In deze civiele zaak, behandeld door het Gerechtshof Arnhem-Leeuwarden, staat de vraag centraal of [geïntimeerde] onrechtmatig heeft gehandeld jegens zijn werkgever, My Supplies B.V., door inktcartridges te verduisteren. De zaak is ontstaan na een ontslag op staande voet van [geïntimeerde] op 11 februari 2011, waarbij My Supplies hem aansprakelijk stelde voor de schade die voortvloeide uit de verduistering van cartridges. In eerste aanleg heeft de rechtbank Midden-Nederland geoordeeld dat [geïntimeerde] op 12 januari 2011 cartridges heeft ontvreemd, en hem veroordeeld tot betaling van € 10.753,30. My Supplies ging in hoger beroep en vorderde een hogere schadevergoeding van € 53.691,38, terwijl [geïntimeerde] in incidenteel hoger beroep de eerdere uitspraak aanvocht.
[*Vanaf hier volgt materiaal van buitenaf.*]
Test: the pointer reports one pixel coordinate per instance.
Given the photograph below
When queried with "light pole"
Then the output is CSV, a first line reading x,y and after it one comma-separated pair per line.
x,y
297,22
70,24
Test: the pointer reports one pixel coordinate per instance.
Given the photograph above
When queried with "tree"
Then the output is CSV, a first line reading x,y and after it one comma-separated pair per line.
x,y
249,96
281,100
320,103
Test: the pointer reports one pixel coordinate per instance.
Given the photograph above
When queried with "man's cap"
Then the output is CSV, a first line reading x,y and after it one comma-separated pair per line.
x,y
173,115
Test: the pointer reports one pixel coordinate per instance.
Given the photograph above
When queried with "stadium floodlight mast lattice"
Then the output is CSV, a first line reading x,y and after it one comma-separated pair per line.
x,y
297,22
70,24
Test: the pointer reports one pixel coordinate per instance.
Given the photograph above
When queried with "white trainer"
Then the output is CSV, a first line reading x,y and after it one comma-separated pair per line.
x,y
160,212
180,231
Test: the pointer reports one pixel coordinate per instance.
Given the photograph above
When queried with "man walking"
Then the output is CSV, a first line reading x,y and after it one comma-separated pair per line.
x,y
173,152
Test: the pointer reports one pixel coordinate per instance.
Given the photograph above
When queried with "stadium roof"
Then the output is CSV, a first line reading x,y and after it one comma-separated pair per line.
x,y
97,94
Het hof heeft de procedure in hoger beroep beoordeeld aan de hand van de bewijsvoering die in eerste aanleg is geleverd. Het hof concludeert dat My Supplies niet voldoende bewijs heeft geleverd voor de ontvreemding van cartridges op andere data dan 12 januari 2011. De rechtbank had eerder vastgesteld dat er onvoldoende bewijs was voor de ontvreemding op de andere data, en het hof heeft deze conclusie overgenomen. Het hof heeft de grieven van beide partijen verworpen en het vonnis van de rechtbank bekrachtigd, waarbij My Supplies in de kosten van het hoger beroep is veroordeeld.
De uitspraak benadrukt het belang van bewijsvoering in civiele zaken en de rol van de civiele rechter in het vaststellen van feiten, onafhankelijk van strafrechtelijke procedures. Het hof heeft geoordeeld dat de civiele rechter niet gebonden is aan de uitkomsten van strafrechtelijke procedures, maar zelfstandig kan oordelen over de feiten in een civiele context.